Bedford-Strohm kritisiert Blockade von Rettungsschiffen

Bedford-Strohm kritisiert Blockade von Rettungsschiffen
©epd-bild/Christian Ditsch
Der Ratsvorsitzende der EKD, Heinrich Bedford-Strohm, kritisiert die Blockade von Rettungsschiffen, die Menschen im Mittelmeer vor dem Ertrinken retten.
Bedford-Strohm kritisiert Blockade von Rettungsschiffen
Die Corona-Pandemie hat das Thema Migration und Flucht aus dem Fokus der politischen Debatte verdrängt. Doch nach wie vor leiden Geflüchtete in Lagern an den Außengrenzen Europas und sterben auf ihrem Weg über das Mittelmeer.

Der Ratsvorsitzende der Evangelischen Kirche in Deutschland (EKD), Heinrich Bedford-Strohm, hat erneut die Blockade von Schiffen scharf kritisiert, die Menschen im Mittelmeer vor dem Ertrinken retten. Das lasse Europa zu, während die europäischen Staaten gleichzeitig ablehnten, selbst die Seenotrettung wieder aufzunehmen, sagte der Theologe am Dienstagabend in einem Online-Symposium der Bremischen Evangelischen Kirche zu Migration und Flucht. Auch im neuen Jahr seien bereits wieder Menschen ertrunken: "Das ist ein moralischer Skandal."

Europa verrate so seine eigenen ethischen Traditionen, mahnte Bedford-Strohm. "Aus der Sicht christlicher Grundorientierungen ist es für das Hilfshandeln nicht entscheidend, warum Menschen in Lebensgefahr geraten, sondern nur, dass sie in Lebensgefahr sind." Dann müsse man schlicht retten. Alle politischen Diskussionen um die Steuerung von Migration und um den Umgang mit Asylsuchenden könnten und müssten geführt werden: "Aber nicht anstatt des Rettens von Menschenleben. Die Rettung hat immer Vorrang."

Von Humanität geprägte Politik entwickeln

Deshalb appelliere er gerade an die europäischen Staaten, die sich besonders auf das Christentum bezögen, die damit verbundenen ethischen Grundorientierungen endlich ernst zu nehmen. Sie müssten gemeinsam mit allen Staaten Europas eine Flüchtlingspolitik entwickeln, die nicht von Abschottung, sondern von Humanität geprägt sei.

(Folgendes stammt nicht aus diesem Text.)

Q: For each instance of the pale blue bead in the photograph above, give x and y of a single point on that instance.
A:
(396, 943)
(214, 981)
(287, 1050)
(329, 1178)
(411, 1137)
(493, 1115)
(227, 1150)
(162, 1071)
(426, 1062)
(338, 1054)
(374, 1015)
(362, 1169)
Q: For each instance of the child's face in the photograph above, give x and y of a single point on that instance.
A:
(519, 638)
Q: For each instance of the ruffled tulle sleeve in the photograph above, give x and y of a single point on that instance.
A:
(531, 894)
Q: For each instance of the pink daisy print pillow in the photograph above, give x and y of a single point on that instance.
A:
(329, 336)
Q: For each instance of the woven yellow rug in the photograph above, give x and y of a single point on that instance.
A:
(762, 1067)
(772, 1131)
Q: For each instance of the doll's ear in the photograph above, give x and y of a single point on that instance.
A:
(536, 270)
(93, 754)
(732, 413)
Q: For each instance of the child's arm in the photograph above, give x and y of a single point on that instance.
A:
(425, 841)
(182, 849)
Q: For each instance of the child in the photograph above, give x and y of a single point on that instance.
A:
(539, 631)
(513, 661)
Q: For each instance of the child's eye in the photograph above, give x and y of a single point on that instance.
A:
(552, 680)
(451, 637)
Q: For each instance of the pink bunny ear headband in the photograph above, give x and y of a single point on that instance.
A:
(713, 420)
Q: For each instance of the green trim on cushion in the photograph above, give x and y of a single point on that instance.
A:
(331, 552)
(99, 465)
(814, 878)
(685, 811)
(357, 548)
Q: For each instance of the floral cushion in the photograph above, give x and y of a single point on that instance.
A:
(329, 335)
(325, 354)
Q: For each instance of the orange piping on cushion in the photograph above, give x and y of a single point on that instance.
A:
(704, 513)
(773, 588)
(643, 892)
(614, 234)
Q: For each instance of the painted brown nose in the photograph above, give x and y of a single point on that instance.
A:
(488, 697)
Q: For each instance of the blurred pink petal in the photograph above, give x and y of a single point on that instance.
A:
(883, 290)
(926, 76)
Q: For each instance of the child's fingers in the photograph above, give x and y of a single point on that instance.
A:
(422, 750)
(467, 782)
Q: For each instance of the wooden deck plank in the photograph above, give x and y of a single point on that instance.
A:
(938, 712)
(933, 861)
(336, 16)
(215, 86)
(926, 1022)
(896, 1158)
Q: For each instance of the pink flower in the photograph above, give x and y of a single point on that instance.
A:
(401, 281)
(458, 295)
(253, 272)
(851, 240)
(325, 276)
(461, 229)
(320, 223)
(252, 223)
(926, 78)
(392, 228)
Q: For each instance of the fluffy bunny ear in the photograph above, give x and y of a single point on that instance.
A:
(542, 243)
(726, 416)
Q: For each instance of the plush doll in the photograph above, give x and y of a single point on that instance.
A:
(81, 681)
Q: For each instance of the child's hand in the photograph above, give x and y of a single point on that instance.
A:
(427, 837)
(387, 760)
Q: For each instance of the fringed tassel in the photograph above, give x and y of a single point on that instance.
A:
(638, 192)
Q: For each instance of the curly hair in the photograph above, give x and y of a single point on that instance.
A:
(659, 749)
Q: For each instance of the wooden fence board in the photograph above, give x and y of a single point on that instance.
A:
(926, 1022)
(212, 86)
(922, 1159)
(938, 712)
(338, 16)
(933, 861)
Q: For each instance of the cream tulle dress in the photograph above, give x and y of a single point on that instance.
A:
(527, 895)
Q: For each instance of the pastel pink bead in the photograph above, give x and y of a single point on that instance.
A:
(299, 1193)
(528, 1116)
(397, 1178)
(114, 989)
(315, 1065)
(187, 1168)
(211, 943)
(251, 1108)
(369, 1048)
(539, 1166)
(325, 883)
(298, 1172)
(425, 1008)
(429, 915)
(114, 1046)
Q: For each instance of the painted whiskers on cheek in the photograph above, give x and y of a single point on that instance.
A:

Zur gesunkenen Zahl an Asylanträgen in Deutschland im vergangenen Jahr sagte Bedford-Strohm, das sei für ihn nicht der richtige Weg. Es sei eine Schande, dass Europa die erbärmlichen Umstände in Flüchtlingslagern wie auf der griechischen Insel Lesbos und im bosnischen Camp Lipa zulasse. "Wenn Flüchtlingszahlen in Europa nicht durch die Beseitigung der Not, sondern aufgrund von Abschreckung durch menschenunwürdige Zustände gesenkt werden, dann ist das kein Erfolg, sondern eine moralische Bankrotterklärung."

Nach der vom Bundesinnenministerium in Berlin veröffentlichten Asylstatistik wurden im vergangenen Jahr gut 76.000 Erstanträge von Einreisenden auf Schutz in Deutschland gestellt, fast ein Drittel (31,5 Prozent) weniger als im Vorjahr. Bundesinnenminister Horst Seehofer (CSU) hatte die Zahl mit den Worten kommentiert, die Maßnahmen zur Steuerung der Migration wirkten, "wir sind auf dem richtigen Weg".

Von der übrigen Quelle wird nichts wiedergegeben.